Short Story / Flash Fiction. Writing short pieces, especially flash fiction (which is less than 1,000 words long), is hard. Conveying a meaningful story in a short amount of time requires getting your readers connected to your characters and invested in your plot almost immediately. Not a single word can be wasted as you go through the entire Freytag’s Diagram in a few pages. It is essential to keep in mind word choice and sentence structure at all times.
Free Verse Poetry. It sounds easy—write whatever you want. But there’s a lot more to it. It still has to be a poem, even if it doesn’t follow a strict rhythm or rhyme pattern. The leniency of this writing format can make it hard to follow. Writing free verse poetry can improve your creativity and understanding of your own writing style, while challenging you to break rules of grammar usually found in prose.

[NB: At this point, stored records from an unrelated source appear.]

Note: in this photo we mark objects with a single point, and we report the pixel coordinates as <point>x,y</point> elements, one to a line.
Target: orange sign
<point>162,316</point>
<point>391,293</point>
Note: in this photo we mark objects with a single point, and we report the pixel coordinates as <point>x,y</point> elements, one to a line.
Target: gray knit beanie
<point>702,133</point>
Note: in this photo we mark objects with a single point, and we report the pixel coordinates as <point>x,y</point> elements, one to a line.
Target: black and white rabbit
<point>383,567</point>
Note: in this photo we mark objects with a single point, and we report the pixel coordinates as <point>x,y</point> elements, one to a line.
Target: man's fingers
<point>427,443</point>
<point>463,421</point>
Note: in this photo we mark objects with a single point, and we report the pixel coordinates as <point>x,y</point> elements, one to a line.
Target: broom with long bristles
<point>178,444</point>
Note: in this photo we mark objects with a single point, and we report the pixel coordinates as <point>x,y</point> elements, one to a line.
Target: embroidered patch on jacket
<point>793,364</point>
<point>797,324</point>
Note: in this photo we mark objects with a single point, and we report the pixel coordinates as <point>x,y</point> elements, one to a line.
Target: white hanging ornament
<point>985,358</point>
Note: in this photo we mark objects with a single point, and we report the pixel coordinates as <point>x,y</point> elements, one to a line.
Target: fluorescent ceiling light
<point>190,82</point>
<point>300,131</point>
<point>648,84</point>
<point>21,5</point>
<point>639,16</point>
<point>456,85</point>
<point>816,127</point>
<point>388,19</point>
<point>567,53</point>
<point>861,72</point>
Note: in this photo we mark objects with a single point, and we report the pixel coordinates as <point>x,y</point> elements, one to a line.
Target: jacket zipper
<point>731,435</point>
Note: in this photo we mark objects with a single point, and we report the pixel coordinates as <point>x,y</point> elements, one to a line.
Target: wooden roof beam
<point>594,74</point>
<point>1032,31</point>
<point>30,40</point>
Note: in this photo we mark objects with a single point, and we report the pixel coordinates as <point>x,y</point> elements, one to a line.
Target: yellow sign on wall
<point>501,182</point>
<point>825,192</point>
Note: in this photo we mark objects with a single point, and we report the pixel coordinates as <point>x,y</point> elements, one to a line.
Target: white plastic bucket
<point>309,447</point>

Formal Verse Poetry. Of all the writing formats I listed here, this is the most strict. Once you pick a specific form of poetry (limerick, sonnet, etc.), you need to adhere to its rules. That means obeying guidelines for rhythm, rhyme, meter, etc. Looking for the right word to convey your message with the three syllables you have left in a line can really improve your vocabulary. Simply understanding the different types of formal verse poetry and what they entail can make you better-versed in some of the oldest pieces of writing, including Greek epics and medieval hymns.
Spoken Word. This could be free verse or formal verse poetry, with the added requirement of verbally presenting it. What looks good in writing doesn’t always flow off the tongue easily because our eyes and ears don’t work the same way. You really have to think about rhythm not just to follow a pre-set pattern, but to make sure your poem sounds good. You also get to work on your public speaking skills—exciting, I know.

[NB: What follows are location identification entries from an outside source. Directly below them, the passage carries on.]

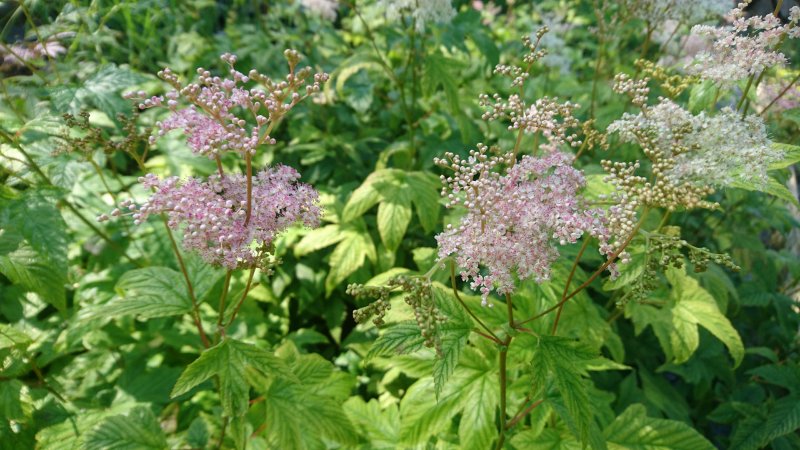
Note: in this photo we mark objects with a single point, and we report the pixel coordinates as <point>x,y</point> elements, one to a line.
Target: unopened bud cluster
<point>231,220</point>
<point>515,216</point>
<point>667,249</point>
<point>211,213</point>
<point>744,48</point>
<point>418,293</point>
<point>691,154</point>
<point>223,113</point>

Screenplay. This could be for a film, short film, or TV show—anything you might watch on the screen. Writing a screenplay requires constant showing because you don’t really have the opportunity to tell your audience anything. You have to really figure out how to describe the setting and action well enough for your reader (a director, producer, showrunner, etc.) to be able to clearly visualize what is happening. You need to keep dialogue scenes short to prevent your audience from getting bored, and avoid narration where it can be avoided.
Stage Play. This has all the challenges of writing a screenplay, but you don’t have access to special effects—everything has to happen in the moment. On the bright side, stage plays can have more dialogue than screenplays, so you have another medium for conveying messages.
Getting Better at a New Format
Sure, it’s fun and exciting to try out a different writing format, but how can you really tell if you’re doing it right? It’s important to learn about the format and what it entails in order to avoid common pitfalls. The internet is your biggest resource here.
Additionally, see if you have any friends or acquaintances that write in that genre. Seek their advice. Maybe even show them a page or two of your work, and ask for their feedback.
If you’re really dedicated to getting better at this new format, you might want to take some classes with an online platform or find something at your school or local library.
And—as always—read, read, read. See how successful writers use that format, and learn from their pieces.
Using a New Format to Grow in Your Home Format
Do you have that one short story lying around because it doesn’t feel right? Or a book that’s too short to be a book? Or a poem that really doesn’t get the right message across? Rewrite it using a different format. Pick something similar or even completely different to your current genre and rewrite the same story—give the same message—in a different way.
Who knows? You might discover that your piece is better conveyed through a different medium than you originally intended. Even if you don’t decide to change the format of your piece, you may be able to use what you learn from changing the format to improve the original piece.
Let’s say you want to write a novel, but it’s easier for you to write action and dialogue. You might want to write a script that you can eventually add internal thoughts to.
So, writing in different formats exercises different writing skills and generally helps you become a better writer. And you never know—you might discover your newest passion.
I have tried almost all of the formats above, except free verse poetry and stage plays. My home format is novel-writing. What writing formats do you like to read and write?